Presidente cubano diz que não haverá negociações com os EUA em meio às crescentes ameaças de Trump | Notícias de Donald Trump

Díaz-Canel rejeita as ameaças de Trump, enfatizando o compromisso de Cuba em proteger a sua independência e soberania.

O presidente cubano, Miguel Diaz-Canel, disse que atualmente não há negociações entre Havana e os Estados Unidos por causa das ameaças do presidente dos EUA, Donald Trump, contra Cuba após o ataque à Venezuela.

Díaz-Canel disse numa publicação nas redes sociais na segunda-feira que a coordenação de rotina entre Cuba e os EUA em matéria de migração continua, mas que não estão atualmente em curso grandes negociações.

Histórias recomendadas

Lista de 3 itensFim da lista

“Estamos sempre prontos para manter um diálogo sério e responsável com as diversas administrações dos EUA, incluindo a atual administração, baseado nos princípios da igualdade soberana, do respeito mútuo e do direito internacional”, disse Díaz-Canel.

Ele disse que as relações entre os EUA e Cuba deveriam ser baseadas no direito internacional e não na “hostilidade, ameaças e coerção económica”.

Trump disse que os EUA podem aumentar a pressão sobre Cuba depois que os EUA sequestraram o presidente venezuelano Nicolás Maduro em um ataque de 3 de janeiro que matou pelo menos 100 pessoas, incluindo 32 membros das forças de segurança cubanas, no país para cooperação de segurança.
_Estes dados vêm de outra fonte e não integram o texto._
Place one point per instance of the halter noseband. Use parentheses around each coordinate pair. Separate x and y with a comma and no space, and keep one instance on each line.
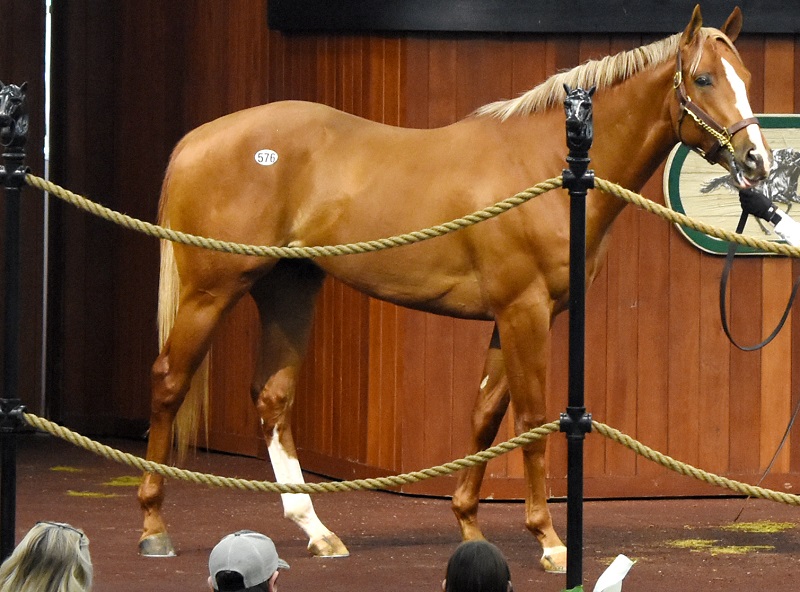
(722,136)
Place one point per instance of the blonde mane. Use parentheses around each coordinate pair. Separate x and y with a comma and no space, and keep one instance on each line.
(601,73)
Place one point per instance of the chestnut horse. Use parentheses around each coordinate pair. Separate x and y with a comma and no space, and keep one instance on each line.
(301,174)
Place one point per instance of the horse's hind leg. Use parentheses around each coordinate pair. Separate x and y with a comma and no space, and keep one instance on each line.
(198,315)
(285,300)
(487,414)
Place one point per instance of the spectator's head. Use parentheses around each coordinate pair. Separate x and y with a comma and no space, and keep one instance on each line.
(244,561)
(53,557)
(477,566)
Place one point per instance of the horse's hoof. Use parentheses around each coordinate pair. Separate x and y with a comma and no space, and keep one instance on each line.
(329,545)
(156,545)
(554,560)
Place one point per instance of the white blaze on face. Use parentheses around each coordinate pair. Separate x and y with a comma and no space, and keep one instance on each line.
(743,105)
(296,506)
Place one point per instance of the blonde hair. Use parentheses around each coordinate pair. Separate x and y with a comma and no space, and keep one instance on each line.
(53,557)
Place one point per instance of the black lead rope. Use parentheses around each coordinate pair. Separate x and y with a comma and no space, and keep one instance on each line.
(723,290)
(723,285)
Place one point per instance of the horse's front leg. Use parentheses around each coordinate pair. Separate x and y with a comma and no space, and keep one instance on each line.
(487,414)
(524,329)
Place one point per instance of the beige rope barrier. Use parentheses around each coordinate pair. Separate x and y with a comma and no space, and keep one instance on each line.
(683,220)
(405,478)
(376,245)
(293,252)
(689,470)
(402,239)
(252,485)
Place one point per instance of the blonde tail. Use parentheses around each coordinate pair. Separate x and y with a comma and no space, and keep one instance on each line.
(195,405)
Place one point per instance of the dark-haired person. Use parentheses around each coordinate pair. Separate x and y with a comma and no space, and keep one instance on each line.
(477,566)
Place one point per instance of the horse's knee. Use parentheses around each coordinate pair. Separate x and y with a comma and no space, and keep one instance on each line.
(464,504)
(168,389)
(273,400)
(151,491)
(538,520)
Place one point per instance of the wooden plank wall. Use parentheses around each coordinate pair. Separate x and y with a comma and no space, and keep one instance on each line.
(22,60)
(386,389)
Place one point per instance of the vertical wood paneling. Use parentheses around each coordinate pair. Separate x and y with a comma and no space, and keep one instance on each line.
(22,60)
(776,280)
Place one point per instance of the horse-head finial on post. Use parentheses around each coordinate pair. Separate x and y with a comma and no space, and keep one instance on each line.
(580,130)
(576,423)
(13,135)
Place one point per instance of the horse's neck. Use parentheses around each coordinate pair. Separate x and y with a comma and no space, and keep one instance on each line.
(633,135)
(633,130)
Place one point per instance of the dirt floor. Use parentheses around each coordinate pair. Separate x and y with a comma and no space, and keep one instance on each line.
(396,542)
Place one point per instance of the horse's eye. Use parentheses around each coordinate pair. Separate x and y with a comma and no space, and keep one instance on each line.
(703,80)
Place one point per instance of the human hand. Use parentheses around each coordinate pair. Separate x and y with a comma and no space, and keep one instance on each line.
(757,204)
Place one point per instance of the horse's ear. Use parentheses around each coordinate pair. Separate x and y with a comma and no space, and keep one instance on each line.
(733,26)
(693,27)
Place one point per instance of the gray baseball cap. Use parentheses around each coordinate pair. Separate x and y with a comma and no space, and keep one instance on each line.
(242,560)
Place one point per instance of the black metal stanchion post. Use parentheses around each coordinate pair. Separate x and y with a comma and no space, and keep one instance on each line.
(576,422)
(13,135)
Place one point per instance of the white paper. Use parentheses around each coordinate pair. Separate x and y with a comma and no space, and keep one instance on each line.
(611,579)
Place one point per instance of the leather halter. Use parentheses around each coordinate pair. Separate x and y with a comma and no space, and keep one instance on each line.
(722,136)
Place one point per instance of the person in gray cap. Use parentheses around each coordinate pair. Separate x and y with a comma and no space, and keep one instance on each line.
(245,561)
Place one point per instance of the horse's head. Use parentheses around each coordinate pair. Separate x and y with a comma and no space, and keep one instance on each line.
(578,109)
(13,113)
(713,114)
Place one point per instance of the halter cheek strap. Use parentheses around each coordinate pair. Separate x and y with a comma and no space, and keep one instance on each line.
(722,136)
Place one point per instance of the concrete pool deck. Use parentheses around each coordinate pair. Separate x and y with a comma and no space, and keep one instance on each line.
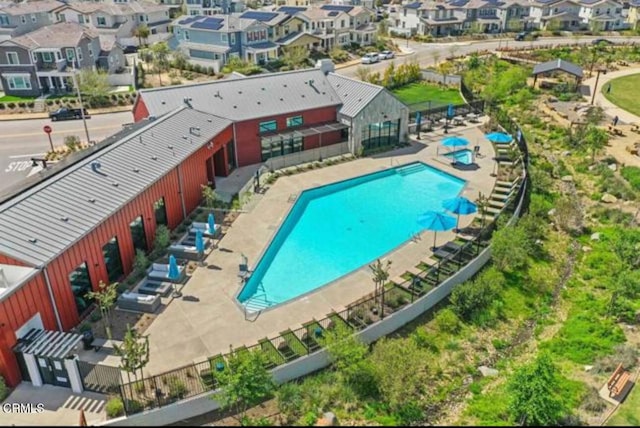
(207,319)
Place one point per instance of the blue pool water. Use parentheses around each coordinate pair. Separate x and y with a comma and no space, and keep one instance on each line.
(335,229)
(464,156)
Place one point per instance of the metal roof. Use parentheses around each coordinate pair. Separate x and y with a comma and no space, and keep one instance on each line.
(40,223)
(558,65)
(252,97)
(355,95)
(49,344)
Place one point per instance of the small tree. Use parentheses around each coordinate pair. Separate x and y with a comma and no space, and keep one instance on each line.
(133,353)
(535,399)
(244,382)
(105,297)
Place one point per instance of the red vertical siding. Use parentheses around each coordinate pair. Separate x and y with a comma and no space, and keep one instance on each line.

O presidente dos EUA disse no domingo que o fornecimento de petróleo da Venezuela a Cuba seria cortado e que o governo de Havana teria de “fazer um acordo” com os EUA “tarde demais”. Trump disse aos repórteres que os EUA estavam “conversando com Cuba”, sem dar mais detalhes.

Díaz-Canel respondeu aos comentários de Trump no domingo, dizendo que Cuba é um país “livre, independente e soberano” e que se defenderá “até a última gota de sangue”.

Jorge Piñon, do Instituto de Energia da Universidade do Texas em Austin, estima que o petróleo venezuelano é uma importante tábua de salvação económica para Cuba, que, sob isolamento e pesadas sanções dos EUA, fornecia 35.000 barris de petróleo por dia antes do ataque dos EUA.

Pinon, que acompanha os embarques, estima que o México forneça a Cuba cerca de 5.500 barris de petróleo por dia, enquanto a Rússia fornece 7.500.

A presidente mexicana Claudia Sheinbaum disse anteriormente que o ataque dos EUA à Venezuela aumentou a importância relativa do petróleo mexicano para Cuba, mas o México não aumentou as vendas de petróleo para Havana.

Respondendo às recentes ameaças de Trump de possíveis ataques militares contra grupos criminosos em solo mexicano com uma firme insistência na soberania do país, Sheinbaum disse que conversou com Trump na segunda-feira para discutir a cooperação em questões como comércio, segurança e tráfico de drogas.

“Tivemos uma boa conversa com o presidente dos EUA, Donald Trump”, disse Sheinbaum numa publicação nas redes sociais, acrescentando que as conversações incluíram uma discussão sobre segurança “no que diz respeito à nossa soberania”.

“A colaboração e a cooperação num quadro de respeito mútuo produzem sempre resultados”, disse ele.